Les marchandises livrées en vrac (ballots, foudres) étaient
transformées dans des manufactures, si l'on parle du coton, le sucre
subissait un raffinage dans l'une des 600 raffineries installées en
France, notamment dans les villes portuaires, il va de même pour le
café, le cacao et l'indigo, un commerce fort lucratif, générant juste
que pour le sucre, la circulation dans le royaume de plus de 100 000
millions de livres or (Voltaire).
Et à contrario, charge pour la métropole de fournir les vivres, les
produits manufacturés aux colonies, les cotonnades, jusqu’aux clous, un
système dénommé « l’exclusif colonial », faisait aux colonies
l'interdiction de commercer avec les autres nations, ce qui bien sur ne
fut pas respectée.
Cette économie monde pré-capitalistique, permit la rencontre (forcée)
entre des communautés humaines, façonna les mentalités des populations
esclavagées, devant se convertir à la religion chrétienne (catholique
ou protestante) pour les uns ou les autres.

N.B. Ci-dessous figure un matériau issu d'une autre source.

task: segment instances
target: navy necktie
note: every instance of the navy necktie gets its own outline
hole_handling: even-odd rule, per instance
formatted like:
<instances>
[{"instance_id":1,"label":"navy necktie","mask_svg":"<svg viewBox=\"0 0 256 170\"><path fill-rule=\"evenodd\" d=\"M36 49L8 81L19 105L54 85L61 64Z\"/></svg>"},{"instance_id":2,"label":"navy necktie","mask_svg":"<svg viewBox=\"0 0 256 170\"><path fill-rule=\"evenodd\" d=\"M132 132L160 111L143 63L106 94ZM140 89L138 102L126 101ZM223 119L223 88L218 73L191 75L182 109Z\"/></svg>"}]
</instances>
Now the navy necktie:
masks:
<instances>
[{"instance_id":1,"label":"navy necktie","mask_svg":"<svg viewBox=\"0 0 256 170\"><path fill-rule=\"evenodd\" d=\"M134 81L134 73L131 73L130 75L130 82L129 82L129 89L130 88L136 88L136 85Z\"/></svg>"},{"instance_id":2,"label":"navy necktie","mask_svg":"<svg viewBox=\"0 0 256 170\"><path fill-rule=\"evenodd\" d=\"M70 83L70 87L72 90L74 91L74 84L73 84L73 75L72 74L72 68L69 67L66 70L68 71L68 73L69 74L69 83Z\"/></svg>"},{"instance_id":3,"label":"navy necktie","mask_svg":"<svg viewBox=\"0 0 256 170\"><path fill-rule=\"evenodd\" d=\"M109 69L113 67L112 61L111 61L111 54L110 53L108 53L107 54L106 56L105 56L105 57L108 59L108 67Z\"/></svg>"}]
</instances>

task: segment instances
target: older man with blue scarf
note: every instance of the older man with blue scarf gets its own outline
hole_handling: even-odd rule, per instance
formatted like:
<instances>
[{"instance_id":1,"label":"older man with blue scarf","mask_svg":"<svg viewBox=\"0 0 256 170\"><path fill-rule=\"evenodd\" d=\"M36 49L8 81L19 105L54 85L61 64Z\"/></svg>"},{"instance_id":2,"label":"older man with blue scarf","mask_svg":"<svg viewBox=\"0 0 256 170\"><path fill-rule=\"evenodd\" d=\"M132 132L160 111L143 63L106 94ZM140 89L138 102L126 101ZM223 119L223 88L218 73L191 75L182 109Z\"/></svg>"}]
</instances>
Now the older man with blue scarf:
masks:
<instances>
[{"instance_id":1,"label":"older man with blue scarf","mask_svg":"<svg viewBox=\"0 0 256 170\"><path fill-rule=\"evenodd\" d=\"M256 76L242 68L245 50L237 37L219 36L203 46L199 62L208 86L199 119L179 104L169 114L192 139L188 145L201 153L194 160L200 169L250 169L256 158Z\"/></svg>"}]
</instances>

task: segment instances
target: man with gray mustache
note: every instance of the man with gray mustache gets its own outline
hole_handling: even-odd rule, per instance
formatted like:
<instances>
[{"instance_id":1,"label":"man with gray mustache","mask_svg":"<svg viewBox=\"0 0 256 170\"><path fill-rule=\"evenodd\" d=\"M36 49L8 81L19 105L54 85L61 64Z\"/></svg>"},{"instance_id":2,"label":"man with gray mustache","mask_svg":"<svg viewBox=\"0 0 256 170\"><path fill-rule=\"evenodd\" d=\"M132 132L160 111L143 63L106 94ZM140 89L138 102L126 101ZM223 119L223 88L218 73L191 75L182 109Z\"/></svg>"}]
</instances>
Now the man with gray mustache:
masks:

Les esclaves résistèrent à cette volonté d'étouffement, à ce déni
d'humanité, aboutissant en terme religieux à un syncrétisme
où se mêla diverses croyances. Les religions des esclaves furent
amalgamées à la religion chrétienne et perdurèrent jusqu'à nous
jours : Vaudou, Santeria, Macouba, entre autres.
La religion fut le bras non armé de la colonisation, mais d'une rare
efficacité, outre d'apporter une légitimation morale à l'instar des
droits de l'homme et de la lutte contre le terrorisme d'aujourd'hui,
elle « tranquillisait » l’esclave, veillait à ce qu’il ne se révolte
pas, lui promettant la récompense de ses efforts par une vie
meilleure, pleine de félicités, une fois mort.
Toutefois, remarquez, la finalité de l'une comme de l'autre
(religion ou droit de l'homme) restait la même, permettre la domination
des occidentaux sur le reste de la planète, car imposant la NORME, vous
intégrant ou vous retranchant de l’humanité.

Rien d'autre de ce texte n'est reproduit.